By analyzing existing cross correlation between PennantPark Floating Rate and New Mountain Finance, you can compare the effects of market volatilities on PennantPark Floating and New Mountain and check how they will diversify away market risk if combined in the same portfolio for a given time horizon. You can also utilize pair trading strategies of matching a long position in PennantPark Floating with a short position of New Mountain. Check out your portfolio center. Please also check ongoing floating volatility patterns of PennantPark Floating and New Mountain.
Diversification Opportunities for PennantPark Floating and New Mountain
0.66 | Correlation Coefficient |
Poor diversification
The 3 months correlation between PennantPark and New is 0.66. Overlapping area represents the amount of risk that can be diversified away by holding PennantPark Floating Rate and New Mountain Finance in the same portfolio, assuming nothing else is changed. The correlation between historical prices or returns on New Mountain Finance and PennantPark Floating is a relative statistical measure of the degree to which these equity instruments tend to move together. The correlation coefficient measures the extent to which returns on PennantPark Floating Rate are associated (or correlated) with New Mountain. Values of the correlation coefficient range from -1 to +1, where. The correlation of zero (0) is possible when the price movement of New Mountain Finance has no effect on the direction of PennantPark Floating i.e., PennantPark Floating and New Mountain go up and down completely randomly.
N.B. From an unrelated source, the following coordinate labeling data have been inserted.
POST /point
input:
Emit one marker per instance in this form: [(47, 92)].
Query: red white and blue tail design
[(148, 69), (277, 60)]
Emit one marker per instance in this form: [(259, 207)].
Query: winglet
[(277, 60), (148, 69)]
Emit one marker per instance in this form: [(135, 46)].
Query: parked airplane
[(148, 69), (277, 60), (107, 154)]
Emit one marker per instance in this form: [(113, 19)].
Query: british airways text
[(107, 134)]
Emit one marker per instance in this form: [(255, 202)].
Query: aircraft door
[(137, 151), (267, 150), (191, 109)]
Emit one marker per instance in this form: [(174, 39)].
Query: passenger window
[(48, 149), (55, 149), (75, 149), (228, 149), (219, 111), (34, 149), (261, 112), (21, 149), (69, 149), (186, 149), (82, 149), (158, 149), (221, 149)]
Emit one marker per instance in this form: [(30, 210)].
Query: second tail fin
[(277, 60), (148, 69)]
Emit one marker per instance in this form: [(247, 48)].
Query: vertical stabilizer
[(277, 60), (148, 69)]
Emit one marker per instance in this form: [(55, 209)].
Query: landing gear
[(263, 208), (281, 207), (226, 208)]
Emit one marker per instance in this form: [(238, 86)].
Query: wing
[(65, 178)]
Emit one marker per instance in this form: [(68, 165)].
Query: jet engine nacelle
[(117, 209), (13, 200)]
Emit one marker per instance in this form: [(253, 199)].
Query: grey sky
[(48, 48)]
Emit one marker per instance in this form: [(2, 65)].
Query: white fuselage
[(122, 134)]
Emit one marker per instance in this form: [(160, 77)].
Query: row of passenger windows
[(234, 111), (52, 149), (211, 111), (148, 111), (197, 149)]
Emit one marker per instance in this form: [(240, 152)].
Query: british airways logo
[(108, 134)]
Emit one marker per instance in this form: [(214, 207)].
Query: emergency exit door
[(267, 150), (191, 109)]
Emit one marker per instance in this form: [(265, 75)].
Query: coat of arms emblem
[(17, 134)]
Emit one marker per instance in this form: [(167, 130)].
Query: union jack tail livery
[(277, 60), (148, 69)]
Pair Corralation between PennantPark Floating and New Mountain
Given the investment horizon of 90 days PennantPark Floating Rate is expected to generate 1.24 times more return on investment than New Mountain. However, PennantPark Floating is 1.24 times more volatile than New Mountain Finance. It trades about 0.07 of its potential returns per unit of risk. New Mountain Finance is currently generating about 0.02 per unit of risk. If you would invest 918.00 in PennantPark Floating Rate on December 2, 2024 and sell it today you would earn a total of 216.00 from holding PennantPark Floating Rate or generate 23.53% return on investment over 90 days.
Time Period | 3 Months [change] |
Direction | Moves Together |
Strength | Significant |
Accuracy | 100.0% |
Values | Daily Returns |
PennantPark Floating Rate vs. New Mountain Finance
Performance |
Timeline |
PennantPark Floating Rate |
New Mountain Finance |
PennantPark Floating and New Mountain Volatility Contrast
Predicted Return Density |
Returns |
Pair Trading with PennantPark Floating and New Mountain
The main advantage of trading using opposite PennantPark Floating and New Mountain positions is that it hedges away some unsystematic risk. Because of two separate transactions, even if PennantPark Floating position performs unexpectedly, New Mountain can make up some of the losses. Pair trading also minimizes risk from directional movements in the market. For example, if an entire industry or sector drops because of unexpected headlines, the short position in New Mountain will offset losses from the drop in New Mountain's long position.PennantPark Floating vs. Gladstone Investment | PennantPark Floating vs. Horizon Technology Finance | PennantPark Floating vs. Stellus Capital Investment | PennantPark Floating vs. Prospect Capital |
New Mountain vs. BlackRock TCP Capital | New Mountain vs. Carlyle Secured Lending | New Mountain vs. Sixth Street Specialty | New Mountain vs. WhiteHorse Finance |
Check out your portfolio center.Note that this page's information should be used as a complementary analysis to find the right mix of equity instruments to add to your existing portfolios or create a brand new portfolio. You can also try the Portfolio Suggestion module to get suggestions outside of your existing asset allocation including your own model portfolios.